The ECB looks set to hike interest rates by another 50 basis points at its meeting on Thursday after already raising rates by 3 percentage points since July in a bid to tame inflation.

Data showing that underlying inflation in the Eurozone ticked higher last month added to concerns that price pressures are proving persistent.

Markets are pricing in another 50-basis point hike at the ECB’s May 4 meeting and the minutes of the ECB's February meeting have done little to challenge those expectations.

"Core inflation and other measures of underlying inflation were likely to be stickier, with only limited evidence of a stabilization so far," the ECB minutes said. "Further increases were required for the Governing Council’s policy rates to enter restrictive territory."

ECB President Christine Lagarde will likely be put on the spot on how high rates will ultimately go at Thursday’s post-policy meeting press conference.

U.K. budget

Britain's Chancellor Jeremy Hunt delivers his Spring Budget on Wednesday and after the market turmoil in September when Hunt's predecessor Kwasi Kwarteng and former Prime Minister Liz Truss unveiled lavish tax cuts, forecasters expect Hunt to prioritize keeping public finances steady.

With that in mind, the main focus for markets will be on the growth and borrowing forecasts to be released alongside the budget.

The Office for Budget Responsibility has predicted 1.3% GDP growth for 2024. The Bank of England forecasts a slight contraction.

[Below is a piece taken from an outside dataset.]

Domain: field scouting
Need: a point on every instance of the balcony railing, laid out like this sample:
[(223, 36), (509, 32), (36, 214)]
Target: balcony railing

An OBR downgrade might affect sterling, but the pound is moving mainly on interest rate differentials, with U.S. rates expected to rise further than in the U.K.

U.K. government borrowing is expected to fall, potentially supporting gilts, but an expected extension to a scheme to support household energy costs may be viewed as inflationary.

China data

China is to release the first retail sales and industrial production data of the year on Wednesday which will give market watchers some insight into whether Beijing’s new 5% growth target is as modest as many analysts think.

The data comes after Xi Jinping secured a precedent-breaking third term as president on Friday during the week-long National People's Congress.

Li Qiang, best known for overseeing Shanghai's strict COVID-19 lockdowns was confirmed as premier, replacing the retiring Li Keqiang, widely perceived to have been sidelined as Xi tightened his grip on the economy.

Li's task now will be guiding the re-emergence of the world’s second largest economy. China grew just 3% in 2022, its worst showing in decades.